Controversial doc 'The Stringer' investigates famous Vietnam War photo
PARK CITY, Utah — Ten days before the premiere of the documentary “The Stringer” at the Sundance Film Festival on Saturday night, the Associated Press published an extraordinary 23-page report of a six-month investigation rebutting the movie’s premise, without having seen a second of footage.
"The Stringer” questions whether the world-renowned, Pulitzer Prize-winning photograph of a naked 9-year-old girl running from a napalm attack during the Vietnam War was attributed to the correct photographer.
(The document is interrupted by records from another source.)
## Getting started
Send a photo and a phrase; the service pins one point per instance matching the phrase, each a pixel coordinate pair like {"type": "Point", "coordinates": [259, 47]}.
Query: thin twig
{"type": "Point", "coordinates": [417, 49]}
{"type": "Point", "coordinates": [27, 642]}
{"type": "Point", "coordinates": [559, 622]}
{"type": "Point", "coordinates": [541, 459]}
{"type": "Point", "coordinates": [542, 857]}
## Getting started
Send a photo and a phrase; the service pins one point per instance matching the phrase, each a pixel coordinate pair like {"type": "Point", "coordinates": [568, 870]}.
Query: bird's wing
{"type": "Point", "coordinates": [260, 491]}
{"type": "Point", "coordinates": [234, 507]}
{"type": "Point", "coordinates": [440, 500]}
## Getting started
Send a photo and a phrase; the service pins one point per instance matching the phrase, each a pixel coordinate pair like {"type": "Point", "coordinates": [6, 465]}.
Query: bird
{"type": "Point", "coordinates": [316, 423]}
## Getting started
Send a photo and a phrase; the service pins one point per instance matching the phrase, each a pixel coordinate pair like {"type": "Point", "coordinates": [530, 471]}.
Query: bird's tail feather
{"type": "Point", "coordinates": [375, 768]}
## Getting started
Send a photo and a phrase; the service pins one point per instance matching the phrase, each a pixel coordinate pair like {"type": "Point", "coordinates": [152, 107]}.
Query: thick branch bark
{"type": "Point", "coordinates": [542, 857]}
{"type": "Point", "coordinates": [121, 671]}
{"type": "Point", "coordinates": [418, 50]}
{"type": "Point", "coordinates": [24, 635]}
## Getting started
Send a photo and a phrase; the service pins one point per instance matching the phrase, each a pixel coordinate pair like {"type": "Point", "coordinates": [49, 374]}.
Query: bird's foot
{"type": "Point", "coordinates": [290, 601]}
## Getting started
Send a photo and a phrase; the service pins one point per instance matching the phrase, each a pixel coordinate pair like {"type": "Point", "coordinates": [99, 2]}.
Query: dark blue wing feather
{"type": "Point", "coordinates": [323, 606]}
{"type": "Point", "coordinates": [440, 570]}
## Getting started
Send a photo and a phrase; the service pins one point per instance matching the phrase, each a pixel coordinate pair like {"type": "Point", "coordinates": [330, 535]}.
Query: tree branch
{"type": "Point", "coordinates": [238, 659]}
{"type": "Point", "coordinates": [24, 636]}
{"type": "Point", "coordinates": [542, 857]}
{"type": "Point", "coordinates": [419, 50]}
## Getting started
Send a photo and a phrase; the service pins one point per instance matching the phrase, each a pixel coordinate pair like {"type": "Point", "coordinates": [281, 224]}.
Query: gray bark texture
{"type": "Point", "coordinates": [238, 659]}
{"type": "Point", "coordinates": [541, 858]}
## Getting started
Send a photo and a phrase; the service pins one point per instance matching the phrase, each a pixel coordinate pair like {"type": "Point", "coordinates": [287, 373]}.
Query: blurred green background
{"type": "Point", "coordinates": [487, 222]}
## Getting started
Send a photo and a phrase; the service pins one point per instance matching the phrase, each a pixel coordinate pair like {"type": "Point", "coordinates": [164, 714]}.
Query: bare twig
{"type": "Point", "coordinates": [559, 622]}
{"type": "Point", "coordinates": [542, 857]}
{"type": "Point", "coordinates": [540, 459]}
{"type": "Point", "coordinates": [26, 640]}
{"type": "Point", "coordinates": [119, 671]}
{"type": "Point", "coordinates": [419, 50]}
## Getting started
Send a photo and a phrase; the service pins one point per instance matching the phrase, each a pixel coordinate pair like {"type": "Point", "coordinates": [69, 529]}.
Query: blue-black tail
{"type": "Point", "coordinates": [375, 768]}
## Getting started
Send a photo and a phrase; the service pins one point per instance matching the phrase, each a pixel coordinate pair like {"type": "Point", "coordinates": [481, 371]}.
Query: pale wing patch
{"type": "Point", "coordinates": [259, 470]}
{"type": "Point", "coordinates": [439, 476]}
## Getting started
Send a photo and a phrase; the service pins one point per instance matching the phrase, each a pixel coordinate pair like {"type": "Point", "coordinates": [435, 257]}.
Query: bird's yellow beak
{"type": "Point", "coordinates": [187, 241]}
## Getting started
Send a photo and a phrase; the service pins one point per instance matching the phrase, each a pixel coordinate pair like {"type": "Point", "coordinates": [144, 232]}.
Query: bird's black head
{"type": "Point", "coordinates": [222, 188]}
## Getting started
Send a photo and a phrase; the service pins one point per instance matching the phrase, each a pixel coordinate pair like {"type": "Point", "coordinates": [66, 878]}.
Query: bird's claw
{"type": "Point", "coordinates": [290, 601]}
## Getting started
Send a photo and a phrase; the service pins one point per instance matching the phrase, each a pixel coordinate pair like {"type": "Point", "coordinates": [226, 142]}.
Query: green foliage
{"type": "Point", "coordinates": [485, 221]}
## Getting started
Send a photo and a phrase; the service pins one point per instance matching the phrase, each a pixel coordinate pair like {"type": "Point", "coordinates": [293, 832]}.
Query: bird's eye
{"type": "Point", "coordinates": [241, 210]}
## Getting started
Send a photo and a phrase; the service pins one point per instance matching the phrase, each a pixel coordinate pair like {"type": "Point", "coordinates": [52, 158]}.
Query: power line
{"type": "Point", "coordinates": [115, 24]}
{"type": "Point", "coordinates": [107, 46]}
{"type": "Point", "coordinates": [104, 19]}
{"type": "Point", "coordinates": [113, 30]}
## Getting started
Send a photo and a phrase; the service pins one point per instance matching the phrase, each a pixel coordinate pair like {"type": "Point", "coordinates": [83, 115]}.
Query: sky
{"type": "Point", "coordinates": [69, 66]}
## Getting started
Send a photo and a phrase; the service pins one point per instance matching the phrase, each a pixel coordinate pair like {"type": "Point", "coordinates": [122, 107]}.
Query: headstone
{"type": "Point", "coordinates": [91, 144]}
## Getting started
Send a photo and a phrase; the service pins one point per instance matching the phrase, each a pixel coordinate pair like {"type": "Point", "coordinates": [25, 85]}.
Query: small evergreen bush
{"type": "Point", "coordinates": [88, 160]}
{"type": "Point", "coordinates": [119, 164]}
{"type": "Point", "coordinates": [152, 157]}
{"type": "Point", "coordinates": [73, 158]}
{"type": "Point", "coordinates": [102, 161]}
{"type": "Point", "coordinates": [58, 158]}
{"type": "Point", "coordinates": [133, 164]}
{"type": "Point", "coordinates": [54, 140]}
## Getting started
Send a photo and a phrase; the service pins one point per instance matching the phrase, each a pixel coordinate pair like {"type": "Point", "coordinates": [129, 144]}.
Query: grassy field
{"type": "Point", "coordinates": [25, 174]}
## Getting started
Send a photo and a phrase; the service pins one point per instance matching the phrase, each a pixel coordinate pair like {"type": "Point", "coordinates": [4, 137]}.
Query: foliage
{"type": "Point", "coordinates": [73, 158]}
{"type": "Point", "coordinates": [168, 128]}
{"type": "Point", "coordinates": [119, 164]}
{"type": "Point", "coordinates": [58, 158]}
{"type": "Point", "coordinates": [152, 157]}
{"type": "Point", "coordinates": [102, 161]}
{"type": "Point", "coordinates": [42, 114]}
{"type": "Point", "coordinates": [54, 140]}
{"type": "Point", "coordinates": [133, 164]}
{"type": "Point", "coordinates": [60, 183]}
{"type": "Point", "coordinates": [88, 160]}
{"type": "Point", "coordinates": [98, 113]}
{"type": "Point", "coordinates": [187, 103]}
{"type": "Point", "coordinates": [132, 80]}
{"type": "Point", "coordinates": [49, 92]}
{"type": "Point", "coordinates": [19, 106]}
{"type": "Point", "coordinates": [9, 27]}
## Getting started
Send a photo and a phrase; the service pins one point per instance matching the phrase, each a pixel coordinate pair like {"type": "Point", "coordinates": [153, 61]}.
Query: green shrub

It’s also the only film to arrive at this year’s Sundance under a cloud of controversy, with a global news organization fighting its stunning claims and a lawyer for the image’s credited photographer seeking to block its screening and threatening a defamation suit.
Called by one news outlet “the most important photograph of the 20th century,” the image known as “The Terror of War” or “Napalm Girl” was seen on the front pages of newspapers by tens of millions of people within 24 hours of being taken. It’s been credited — some say apocryphally — with fueling antiwar protests and accelerating the U.S. withdrawal from Vietnam months later. It was so impactful that President Richard M. Nixon questioned whether it had been “fixed,” as heard on the Watergate tapes.